In our study, the low frequency of the 6q deletion by CGH is surprising. The 6q deletion is the most common alteration reported in 5 of 14 cases by conventional and molecular cytogenetic study (4–6, 18, 19). This discrepancy could be explained by the technical limitation of CGH. Although conventional cytogenetic study can detect changes in individual cells, these changes should be present in at least 50% of the cell samples used for CGH study. Because NK/T-cell lymphomas contain many inflammatory cells, the positive small fluorescence signal detected by CGH analysis could be blunted by admixed non-neoplastic cells (9). On the other hand, failure to detect more alterations of chromosome 6q by additional LOH analysis supports the result by CGH study.

The significance of the 6q deletion on the pathogenesis of nasal NK/T-cell lymphoma remains unclear. In non-Hodgkin's lymphoma, loss of 6q, particularly at the regions 6q21-23 and 6q25-27, has been well studied in B-lineage lymphomas. It is the most common secondary aberration. Loss of 6q is detected in up to 40% of cases after the tumor has been established, reflecting clonal evolution. Occasionally, it has been correlated with clinical features of non-Hodgkin's lymphoma such as tumor progression, transformation, and survival (20–22). In our study, most cases were primary tumors in stage I. Therefore, the low frequency of the 6q alteration might reflect the bias in case selection that included cases of early clinical stage before additional chromosomal alterations occurred.

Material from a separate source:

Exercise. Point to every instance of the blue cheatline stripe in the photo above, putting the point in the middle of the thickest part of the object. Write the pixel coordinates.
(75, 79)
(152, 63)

Although DNA losses suggest secondary genetic alteration involving tumor suppressor genes, gene amplification including DNA gain is an essential mechanism of oncogene activation. The characterization of chromosomal amplicon areas will provide the means to discover mechanisms that activate several cellular oncogenes and other genes (23). Generally, conventional cytogenetic analysis detects more losses than gains of chromosomal material, whereas CGH is a more powerful method to detect gains over losses. In our series, DNA gains are more common than losses and involve chromosomal regions 2q, 13q, 10q, 21q, 3q, 5q, and 17q in the decreased order of frequency. Gains in 13q, 2q, 10q, and 21q are nonrandom, affecting three or more of cases.

Gains in 13q and 10q have not been described before in cytogenetic studies of NK/T-cell lymphoma. In our series, a gain of chromosome 13q mapped to bands 13q21 and 13q31-33, which contain several unidentified proto-oncogenes including the G-protein–coupled receptor 18 (24). Chromosome 2q also contains a few oncogenes including TCL4 rearranged in the human leukemic T-cell line (25). The long arm of chromosome 10 contains several known genes such as NFκB and RET, which have been implicated in tumorigenesis (26, 27).

In summary, nonrandom genetic alterations affecting specific chromosomal regions in nasal-type NK/T-cell lymphoma are detected by CGH. Despite the limitation of the CGH technique in detecting minor alterations, it provides information that can be used to discover the pathogenetic mechanism of nasal-type NK/T-cell lymphomas.